The bottom half of earners will lose any gains from next week’s lowering of national insurance payments when their income tax bills go up in April, a leading thinktank has warned.
The Resolution Foundation said the combined effect of a cut in national insurance contributions (Nics) from 6 January and a freeze on income tax thresholds – pulling more people into paying higher rates as their wages rise – would only favour the top half of earners with incomes of £26,000 or more.
Those earning about £50,000 a year would gain the most, the thinktank said in its new year’s message charting the winners and losers from government policies.
Those findings will be a blow to the government, which has promoted the cut in the Nics rate paid by workers from 12% to 10% as an example of its long-term aim to reduce the taxes paid by UK households.
Jeremy Hunt has said the government planned to reduce taxation when the economic situation improved. Recent reports have suggested the chancellor’s spring budget, which he confirmed this week would be held on 6 March, could contain cuts to inheritance tax and reductions in other levies – fuelling speculation of a possible May election.
Rishi Sunak is understood to be ready to back an election that month as it will come after most households have benefited from the national insurance increase, but before the worst effects of the freeze on income tax thresholds have been felt.
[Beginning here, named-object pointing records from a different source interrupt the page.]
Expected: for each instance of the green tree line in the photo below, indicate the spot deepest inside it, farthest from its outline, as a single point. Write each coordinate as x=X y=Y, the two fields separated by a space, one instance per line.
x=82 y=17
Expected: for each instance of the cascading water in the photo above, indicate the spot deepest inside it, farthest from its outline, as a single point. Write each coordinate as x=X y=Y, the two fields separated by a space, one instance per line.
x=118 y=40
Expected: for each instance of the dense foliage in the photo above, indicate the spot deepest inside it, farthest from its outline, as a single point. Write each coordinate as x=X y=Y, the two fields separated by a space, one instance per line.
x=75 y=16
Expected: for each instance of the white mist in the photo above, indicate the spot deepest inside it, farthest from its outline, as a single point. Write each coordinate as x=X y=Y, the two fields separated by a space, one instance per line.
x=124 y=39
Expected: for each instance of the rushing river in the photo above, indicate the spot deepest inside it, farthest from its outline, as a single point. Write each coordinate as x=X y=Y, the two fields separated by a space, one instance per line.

However, the real value of wages – after inflation was taken into account – would still be lower than at the time of the last general election in December 2019, the Resolution Foundation said, while real wages would be the same at the end of 2024 as they were in 2006.
The thinktank put the nearly two decades of lost income growth down to wages stagnating in the years after the 2008 financial crash, and the surge in inflation over the past couple of years that has sent living costs soaring.
“British households are on course to be poorer by 4%, or £1,200 on average, going into the coming election than they were coming out of the last one,” it said. “That is something never seen before in modern British history. Our new year’s resolution should be to make sure it never happens again.”
Households on average have gained from the rise in interest rates since December 2021 to 5.25%, the report found, though there were large groups of winners and losers.
The effect this year from higher savings rates pushed overall incomes higher by £19bn, but the gains mostly went to wealthier and older households, offsetting the higher financing costs for mortgage payers forced to remortgage their loans.
“Rising interest rates actually boosted household income growth in 2023 by a net £19bn as the gains from higher savings income outweighed losses from higher debt costs,” the report said.
“This is unprecedented (rising rates have historically made households poorer) – and won’t last into 2024 as another 1.5 million households will see their mortgage costs rise by £1,800 on average when they remortgage,” it added.
The effect of rising mortgage and rent bills, combined with the end of cost of living payments, meant that “the richest half of households are set to see their incomes rise in 2024, while the poorest households will see income falls”, the report said.
“This mixed picture will present challenges for politicians trying to paint in primary colours in a critical election year. But the living standards story for the parliament as a whole is far simpler: British households will, for the first time on record, be poorer at the end of a parliament than at its start.”